Die ganze Feier wäre also völlig normal abgelaufen, hätten damals nicht zwei Menschen dieser Normalität einen Strich durch die Rechnung gemacht: der greise Simeon und die greise Hanna, die Prophetin. Diese beiden reagieren plötzlich ganz verzückt, als sie das Kind sahen. Simeon erkennt in diesem Kind die Erfüllung seines Lebens. All seine lebenslangen Sehnsüchte, Erwartungen und Hoffnungen, werden auf einen Schlag Wirklichkeit. Seine Augen haben gesehen, wonach sie ein Leben lang Ausschau hielten. Jetzt kann er endlich in Frieden sterben.

Und bei Hanna ist es ähnlich. Ihr Leben verlief alles andere als glücklich. Vielleicht war sie es die ersten zwanzig Jahre ihres Lebens, als Kind und dann als junge Ehefrau. Sechzig Jahre lang aber war sie nun Witwe, was damals so viel bedeutete wie sechzig Jahre Einsamkeit, Armut, ohne soziale Rechte, ohne gesellschaftliche Anerkennung, also sechzig Jahre Nichts. Und jetzt sieht sie ein Baby und weiß: Jetzt, nach sechzig Jahren Einsamkeit, Armut und Bedeutungslosigkeit bin ich endlich erlöst. Mein Leben hat wieder Sinn.
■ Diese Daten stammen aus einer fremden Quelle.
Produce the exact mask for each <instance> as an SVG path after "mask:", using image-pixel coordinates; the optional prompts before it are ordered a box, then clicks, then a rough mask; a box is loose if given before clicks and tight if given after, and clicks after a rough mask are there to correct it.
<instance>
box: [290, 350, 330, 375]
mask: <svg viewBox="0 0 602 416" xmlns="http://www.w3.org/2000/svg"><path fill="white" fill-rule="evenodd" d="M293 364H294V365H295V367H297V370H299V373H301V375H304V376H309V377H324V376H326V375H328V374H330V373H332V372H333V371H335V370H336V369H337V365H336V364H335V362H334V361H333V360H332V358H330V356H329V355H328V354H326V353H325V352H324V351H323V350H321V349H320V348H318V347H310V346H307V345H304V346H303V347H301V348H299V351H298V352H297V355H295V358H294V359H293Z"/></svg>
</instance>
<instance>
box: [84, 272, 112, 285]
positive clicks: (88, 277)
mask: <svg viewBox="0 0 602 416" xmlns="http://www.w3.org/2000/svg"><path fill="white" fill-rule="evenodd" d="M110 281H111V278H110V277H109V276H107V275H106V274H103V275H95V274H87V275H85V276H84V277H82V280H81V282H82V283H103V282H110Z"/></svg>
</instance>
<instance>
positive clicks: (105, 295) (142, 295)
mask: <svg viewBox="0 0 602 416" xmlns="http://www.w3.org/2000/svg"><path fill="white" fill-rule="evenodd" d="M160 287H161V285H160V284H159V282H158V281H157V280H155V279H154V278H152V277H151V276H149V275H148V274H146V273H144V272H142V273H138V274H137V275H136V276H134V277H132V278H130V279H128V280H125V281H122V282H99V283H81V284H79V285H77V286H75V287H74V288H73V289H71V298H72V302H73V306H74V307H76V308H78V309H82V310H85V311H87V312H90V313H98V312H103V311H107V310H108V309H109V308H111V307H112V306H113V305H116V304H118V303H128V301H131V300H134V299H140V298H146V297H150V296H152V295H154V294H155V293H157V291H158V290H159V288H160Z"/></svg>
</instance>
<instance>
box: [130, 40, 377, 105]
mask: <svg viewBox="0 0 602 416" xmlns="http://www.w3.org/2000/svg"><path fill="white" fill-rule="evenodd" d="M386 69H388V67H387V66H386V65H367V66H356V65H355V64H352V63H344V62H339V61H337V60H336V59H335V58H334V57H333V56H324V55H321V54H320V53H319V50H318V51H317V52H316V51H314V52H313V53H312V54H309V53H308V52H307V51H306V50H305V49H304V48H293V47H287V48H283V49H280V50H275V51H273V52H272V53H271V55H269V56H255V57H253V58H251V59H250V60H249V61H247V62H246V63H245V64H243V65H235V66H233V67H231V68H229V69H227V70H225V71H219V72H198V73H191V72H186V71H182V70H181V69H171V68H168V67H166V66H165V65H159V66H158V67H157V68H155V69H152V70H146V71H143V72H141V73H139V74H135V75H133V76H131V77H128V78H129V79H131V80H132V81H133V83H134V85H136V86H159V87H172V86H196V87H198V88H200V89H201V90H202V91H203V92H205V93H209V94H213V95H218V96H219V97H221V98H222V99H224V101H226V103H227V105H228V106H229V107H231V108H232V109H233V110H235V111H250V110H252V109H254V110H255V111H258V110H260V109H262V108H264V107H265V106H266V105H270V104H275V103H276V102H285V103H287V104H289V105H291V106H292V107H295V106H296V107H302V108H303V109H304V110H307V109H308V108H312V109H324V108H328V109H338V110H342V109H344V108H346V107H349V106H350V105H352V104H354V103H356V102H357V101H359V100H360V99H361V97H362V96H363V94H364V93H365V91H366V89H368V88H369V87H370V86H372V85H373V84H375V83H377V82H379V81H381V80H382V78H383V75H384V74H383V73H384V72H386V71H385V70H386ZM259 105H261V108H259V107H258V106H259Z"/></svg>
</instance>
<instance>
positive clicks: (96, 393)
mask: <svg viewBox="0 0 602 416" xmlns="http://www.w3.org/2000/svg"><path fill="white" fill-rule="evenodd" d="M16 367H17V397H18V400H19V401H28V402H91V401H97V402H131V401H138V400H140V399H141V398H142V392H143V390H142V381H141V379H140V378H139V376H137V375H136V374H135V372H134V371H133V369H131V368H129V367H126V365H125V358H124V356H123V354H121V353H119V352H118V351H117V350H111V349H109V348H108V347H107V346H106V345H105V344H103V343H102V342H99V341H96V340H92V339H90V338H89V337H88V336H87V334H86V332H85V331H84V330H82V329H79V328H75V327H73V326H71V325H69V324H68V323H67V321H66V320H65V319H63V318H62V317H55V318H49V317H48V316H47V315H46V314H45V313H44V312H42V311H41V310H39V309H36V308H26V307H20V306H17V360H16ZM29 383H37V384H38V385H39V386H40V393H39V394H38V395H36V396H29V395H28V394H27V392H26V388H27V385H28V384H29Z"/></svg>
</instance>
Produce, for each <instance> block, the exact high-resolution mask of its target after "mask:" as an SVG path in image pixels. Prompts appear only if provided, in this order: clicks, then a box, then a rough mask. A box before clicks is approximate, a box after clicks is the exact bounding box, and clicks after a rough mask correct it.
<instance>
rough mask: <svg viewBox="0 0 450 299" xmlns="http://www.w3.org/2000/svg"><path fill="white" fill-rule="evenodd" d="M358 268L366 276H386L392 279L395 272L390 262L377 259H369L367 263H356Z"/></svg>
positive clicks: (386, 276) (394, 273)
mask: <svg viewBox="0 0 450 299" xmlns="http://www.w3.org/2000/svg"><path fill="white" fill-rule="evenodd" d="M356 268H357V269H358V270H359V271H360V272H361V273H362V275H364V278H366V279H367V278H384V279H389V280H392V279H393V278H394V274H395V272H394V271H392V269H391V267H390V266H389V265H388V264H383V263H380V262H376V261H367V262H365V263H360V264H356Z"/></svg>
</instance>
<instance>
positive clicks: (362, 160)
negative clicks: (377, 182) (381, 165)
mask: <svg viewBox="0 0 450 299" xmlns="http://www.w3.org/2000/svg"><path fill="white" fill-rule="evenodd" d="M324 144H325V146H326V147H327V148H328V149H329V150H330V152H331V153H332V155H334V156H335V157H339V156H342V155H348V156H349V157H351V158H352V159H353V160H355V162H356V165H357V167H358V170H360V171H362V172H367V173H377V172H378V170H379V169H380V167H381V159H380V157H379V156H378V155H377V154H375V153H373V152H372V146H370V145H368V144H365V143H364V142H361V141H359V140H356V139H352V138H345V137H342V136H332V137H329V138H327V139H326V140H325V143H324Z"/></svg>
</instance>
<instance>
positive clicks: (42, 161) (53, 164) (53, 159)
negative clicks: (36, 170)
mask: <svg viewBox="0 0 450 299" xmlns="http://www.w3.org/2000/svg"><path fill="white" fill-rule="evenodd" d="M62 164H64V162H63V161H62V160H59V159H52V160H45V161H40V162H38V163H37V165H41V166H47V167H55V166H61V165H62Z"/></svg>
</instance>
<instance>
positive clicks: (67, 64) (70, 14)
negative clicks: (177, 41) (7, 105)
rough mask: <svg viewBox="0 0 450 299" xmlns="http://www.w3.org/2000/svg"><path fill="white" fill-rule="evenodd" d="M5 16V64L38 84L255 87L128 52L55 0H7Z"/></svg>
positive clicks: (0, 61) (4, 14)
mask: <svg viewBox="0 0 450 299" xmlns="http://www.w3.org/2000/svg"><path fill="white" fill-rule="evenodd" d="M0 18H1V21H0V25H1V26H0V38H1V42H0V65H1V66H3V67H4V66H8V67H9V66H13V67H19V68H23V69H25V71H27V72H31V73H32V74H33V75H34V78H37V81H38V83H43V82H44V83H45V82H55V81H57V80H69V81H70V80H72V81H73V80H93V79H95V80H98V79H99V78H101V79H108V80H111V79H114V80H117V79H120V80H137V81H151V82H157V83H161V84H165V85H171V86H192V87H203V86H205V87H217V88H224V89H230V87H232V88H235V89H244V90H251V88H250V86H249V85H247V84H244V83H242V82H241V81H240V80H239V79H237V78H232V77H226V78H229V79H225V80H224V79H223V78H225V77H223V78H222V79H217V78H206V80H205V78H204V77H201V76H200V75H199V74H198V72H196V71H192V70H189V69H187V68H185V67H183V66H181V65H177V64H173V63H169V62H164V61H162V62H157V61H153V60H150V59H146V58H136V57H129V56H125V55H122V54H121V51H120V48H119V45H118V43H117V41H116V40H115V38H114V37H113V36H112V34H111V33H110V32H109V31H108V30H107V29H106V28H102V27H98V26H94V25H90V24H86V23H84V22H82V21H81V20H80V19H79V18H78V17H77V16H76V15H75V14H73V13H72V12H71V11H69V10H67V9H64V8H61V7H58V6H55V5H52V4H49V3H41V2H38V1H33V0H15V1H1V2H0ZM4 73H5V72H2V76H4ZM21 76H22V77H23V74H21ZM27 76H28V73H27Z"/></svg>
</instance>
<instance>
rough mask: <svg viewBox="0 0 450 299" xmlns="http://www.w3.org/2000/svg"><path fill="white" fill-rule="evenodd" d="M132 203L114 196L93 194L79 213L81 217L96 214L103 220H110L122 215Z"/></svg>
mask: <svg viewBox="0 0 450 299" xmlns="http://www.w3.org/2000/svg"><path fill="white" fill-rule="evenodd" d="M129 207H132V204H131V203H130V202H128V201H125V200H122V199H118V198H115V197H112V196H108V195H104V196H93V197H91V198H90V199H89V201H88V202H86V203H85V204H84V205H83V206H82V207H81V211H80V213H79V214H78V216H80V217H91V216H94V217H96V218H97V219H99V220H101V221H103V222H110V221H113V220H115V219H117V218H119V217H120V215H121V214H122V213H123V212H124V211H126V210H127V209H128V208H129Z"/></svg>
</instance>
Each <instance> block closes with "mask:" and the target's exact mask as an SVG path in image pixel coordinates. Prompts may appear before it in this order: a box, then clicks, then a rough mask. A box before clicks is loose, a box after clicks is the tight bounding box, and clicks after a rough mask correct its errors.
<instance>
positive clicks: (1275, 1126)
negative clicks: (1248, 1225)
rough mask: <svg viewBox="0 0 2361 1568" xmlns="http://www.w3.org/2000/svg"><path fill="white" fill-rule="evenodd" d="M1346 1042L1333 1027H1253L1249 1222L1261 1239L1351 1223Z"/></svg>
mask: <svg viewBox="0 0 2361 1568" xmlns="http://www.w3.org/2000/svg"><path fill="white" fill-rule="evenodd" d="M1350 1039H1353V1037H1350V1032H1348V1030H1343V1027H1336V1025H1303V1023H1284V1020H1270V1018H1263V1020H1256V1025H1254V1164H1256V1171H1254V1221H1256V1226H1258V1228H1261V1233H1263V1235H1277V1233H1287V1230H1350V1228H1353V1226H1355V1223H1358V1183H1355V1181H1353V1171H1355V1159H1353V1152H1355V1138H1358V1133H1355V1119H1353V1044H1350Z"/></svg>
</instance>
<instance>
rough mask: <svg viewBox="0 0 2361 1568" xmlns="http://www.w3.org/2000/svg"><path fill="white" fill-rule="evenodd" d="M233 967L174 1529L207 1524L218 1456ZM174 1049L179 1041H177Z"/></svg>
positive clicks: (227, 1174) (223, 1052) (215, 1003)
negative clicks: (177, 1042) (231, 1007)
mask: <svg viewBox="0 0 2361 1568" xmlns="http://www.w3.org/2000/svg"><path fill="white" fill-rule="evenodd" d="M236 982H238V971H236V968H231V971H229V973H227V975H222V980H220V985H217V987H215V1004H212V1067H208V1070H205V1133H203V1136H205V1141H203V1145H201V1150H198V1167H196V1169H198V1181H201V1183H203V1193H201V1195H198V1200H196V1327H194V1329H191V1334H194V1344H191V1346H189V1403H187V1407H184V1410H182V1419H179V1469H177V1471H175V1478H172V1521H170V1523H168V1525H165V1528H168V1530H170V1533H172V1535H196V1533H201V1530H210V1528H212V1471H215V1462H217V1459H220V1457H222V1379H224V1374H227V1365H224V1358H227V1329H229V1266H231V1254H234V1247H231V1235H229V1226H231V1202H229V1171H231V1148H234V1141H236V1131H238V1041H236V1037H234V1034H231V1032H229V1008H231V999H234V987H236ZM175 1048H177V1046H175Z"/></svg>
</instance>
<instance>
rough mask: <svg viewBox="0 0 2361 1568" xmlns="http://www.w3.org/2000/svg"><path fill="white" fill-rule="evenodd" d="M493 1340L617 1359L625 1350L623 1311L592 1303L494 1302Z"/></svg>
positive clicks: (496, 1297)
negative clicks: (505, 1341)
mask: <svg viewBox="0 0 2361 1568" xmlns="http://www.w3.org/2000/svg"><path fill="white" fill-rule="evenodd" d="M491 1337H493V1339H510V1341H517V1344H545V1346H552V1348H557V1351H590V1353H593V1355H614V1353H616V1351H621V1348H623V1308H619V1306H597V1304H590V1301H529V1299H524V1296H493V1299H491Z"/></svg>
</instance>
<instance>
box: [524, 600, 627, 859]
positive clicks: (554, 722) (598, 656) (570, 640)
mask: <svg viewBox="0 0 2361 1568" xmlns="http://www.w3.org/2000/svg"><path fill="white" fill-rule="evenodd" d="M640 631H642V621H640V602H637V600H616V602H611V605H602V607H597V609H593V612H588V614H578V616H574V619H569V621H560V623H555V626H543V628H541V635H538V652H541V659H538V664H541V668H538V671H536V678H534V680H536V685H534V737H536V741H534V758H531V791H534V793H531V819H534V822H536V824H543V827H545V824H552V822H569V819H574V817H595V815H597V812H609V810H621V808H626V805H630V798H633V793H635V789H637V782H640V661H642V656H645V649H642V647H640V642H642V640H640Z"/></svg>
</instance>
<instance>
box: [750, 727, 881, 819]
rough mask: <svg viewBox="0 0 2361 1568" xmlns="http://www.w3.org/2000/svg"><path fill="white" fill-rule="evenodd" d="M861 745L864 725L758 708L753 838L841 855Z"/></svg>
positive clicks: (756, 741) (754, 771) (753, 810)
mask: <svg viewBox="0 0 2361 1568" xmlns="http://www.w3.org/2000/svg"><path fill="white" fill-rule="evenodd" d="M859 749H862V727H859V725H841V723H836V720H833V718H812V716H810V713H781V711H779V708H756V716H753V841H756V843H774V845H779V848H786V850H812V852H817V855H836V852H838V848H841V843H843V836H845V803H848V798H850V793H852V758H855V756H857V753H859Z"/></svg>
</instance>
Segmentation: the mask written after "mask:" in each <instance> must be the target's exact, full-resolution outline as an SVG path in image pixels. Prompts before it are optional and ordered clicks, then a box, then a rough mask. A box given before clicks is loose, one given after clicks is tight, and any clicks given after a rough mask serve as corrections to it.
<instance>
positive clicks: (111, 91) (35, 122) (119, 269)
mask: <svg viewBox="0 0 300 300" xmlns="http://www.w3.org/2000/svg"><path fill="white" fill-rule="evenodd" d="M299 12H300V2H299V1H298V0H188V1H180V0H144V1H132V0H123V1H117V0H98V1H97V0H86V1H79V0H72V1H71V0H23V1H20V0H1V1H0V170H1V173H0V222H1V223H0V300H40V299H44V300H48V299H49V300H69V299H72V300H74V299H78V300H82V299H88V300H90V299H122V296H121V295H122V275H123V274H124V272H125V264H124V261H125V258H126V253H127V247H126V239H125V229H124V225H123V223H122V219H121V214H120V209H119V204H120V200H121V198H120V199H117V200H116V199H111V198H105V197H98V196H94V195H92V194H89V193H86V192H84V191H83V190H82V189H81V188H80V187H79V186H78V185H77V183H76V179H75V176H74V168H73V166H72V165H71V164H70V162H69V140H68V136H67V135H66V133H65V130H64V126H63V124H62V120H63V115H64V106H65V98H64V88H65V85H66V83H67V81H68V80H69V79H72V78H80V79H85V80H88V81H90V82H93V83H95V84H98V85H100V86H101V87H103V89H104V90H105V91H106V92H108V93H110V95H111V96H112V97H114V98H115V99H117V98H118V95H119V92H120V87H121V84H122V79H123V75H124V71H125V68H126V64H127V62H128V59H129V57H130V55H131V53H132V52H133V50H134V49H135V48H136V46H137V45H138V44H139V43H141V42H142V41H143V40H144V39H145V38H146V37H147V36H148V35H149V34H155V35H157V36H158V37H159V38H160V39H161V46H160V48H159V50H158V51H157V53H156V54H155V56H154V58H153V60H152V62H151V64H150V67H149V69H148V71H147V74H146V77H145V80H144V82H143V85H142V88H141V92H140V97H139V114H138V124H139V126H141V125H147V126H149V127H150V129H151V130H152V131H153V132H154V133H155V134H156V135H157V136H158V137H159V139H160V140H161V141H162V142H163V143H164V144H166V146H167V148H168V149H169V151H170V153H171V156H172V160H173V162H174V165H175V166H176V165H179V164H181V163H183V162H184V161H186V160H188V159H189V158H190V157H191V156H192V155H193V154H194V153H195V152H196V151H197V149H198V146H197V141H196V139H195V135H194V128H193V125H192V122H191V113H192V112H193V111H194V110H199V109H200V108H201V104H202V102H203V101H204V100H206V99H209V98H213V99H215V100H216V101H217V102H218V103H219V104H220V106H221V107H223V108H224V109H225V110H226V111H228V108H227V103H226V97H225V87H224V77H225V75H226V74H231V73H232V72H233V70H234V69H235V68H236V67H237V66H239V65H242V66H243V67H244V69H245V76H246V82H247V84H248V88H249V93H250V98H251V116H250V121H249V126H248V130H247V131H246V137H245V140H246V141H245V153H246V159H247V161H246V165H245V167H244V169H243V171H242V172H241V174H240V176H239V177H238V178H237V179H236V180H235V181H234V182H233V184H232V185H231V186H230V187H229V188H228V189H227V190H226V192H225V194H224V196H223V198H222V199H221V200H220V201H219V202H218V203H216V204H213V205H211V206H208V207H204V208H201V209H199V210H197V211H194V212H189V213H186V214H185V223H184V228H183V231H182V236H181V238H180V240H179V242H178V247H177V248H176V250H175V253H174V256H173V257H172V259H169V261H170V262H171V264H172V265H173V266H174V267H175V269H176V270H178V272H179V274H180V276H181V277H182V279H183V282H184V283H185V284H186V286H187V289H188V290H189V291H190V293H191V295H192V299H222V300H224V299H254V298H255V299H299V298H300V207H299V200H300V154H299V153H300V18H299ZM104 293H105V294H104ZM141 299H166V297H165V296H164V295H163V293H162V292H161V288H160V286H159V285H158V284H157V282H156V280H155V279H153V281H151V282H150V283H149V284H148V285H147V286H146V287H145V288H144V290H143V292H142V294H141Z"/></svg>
Von den hunderten Menschen, die jeden Tag im Tempel von Jerusalem aus und ein gingen, haben zwei Menschen begriffen, was an diesem Tag Einzigartiges geschehen ist: Simeon und Hanna. Heute, mehr als zweitausend Jahre später, ist das wahrscheinlich noch genauso. Die Kirche versucht die einzigartige Bedeutung dieses Tages mit einem Symbol zu erklären: Mit der Segnung von Kerzen, mit dem Symbol des Lichtes. Im Grunde sagt uns das heutige Fest nichts anderes, als dass es wieder hell wird in unserer Welt, in unserer Geschichte, in unserem Leben. Die Zeit der Finsternis und Kälte, der Armut und der Einsamkeit, die Zeit des Wartens auf Erlösung und Befreiung ist vorbei. Endlich sehen wir wieder einen Hoffnungsschimmer aufstrahlen und dieser Hoffnungsschimmer hat einen konkreten Namen: Jesus Christus, das Licht der Welt, das Heil für alle Völker, die Herrlichkeit für Israel.

Der heilige Franz von Sales beschreibt dieses Ereignis der „Darstellung des Herrn im Tempel“ mit folgenden Worten: „Seht doch, wie einfach und bereitwillig sich das heilige, herrliche Kind in die Arme des überglücklichen hl. Simeon legen lässt! Es weint nicht und äußert keinerlei Widerstreben, vom Herzen seiner lieben Mutter weggenommen zu werden, wo es ihm so unbeschreiblich wohl war. Was für eine Wonne, ich bitte euch, wenn die heiligste Jungfrau ihm die Brust reichte und die süßen Tropfen in den Mund des Kindes träufelten, wenn sie dabei liebeglühende Seufzer über das kleine Heilandsherz hinhauchte und der Erlöser zum Dank dafür die Augen aufschlug und sie anschaute! Und unter diesen Blicken, diesen Flammen seiner Liebe, zerschmolz ihr fast das Herz“ (DASal 2,202).

Noch einmal: Es ist wirklich nichts Besonderes, was wir heute feiern. Die übliche fromme Handlung einer zwar armen, aber doch religiösen Familie, vierzig Tage nach der Geburt des Kindes. Für einen alten Mann ist an diesem Tag ein Lebenstraum in Erfüllung gegangen. Und eine alte Frau hat nach sechzig Jahren Trostlosigkeit das erste Mal wieder so etwas wie Glück und Freude gespürt. Und der Auslöser all dessen, war nur ein kleines Kind namens Jesus. Also wirklich nichts Besonderes. Es ist nichts anderes geschehen, als wenn in der Sahara plötzlich eine Blume blüht. Amen.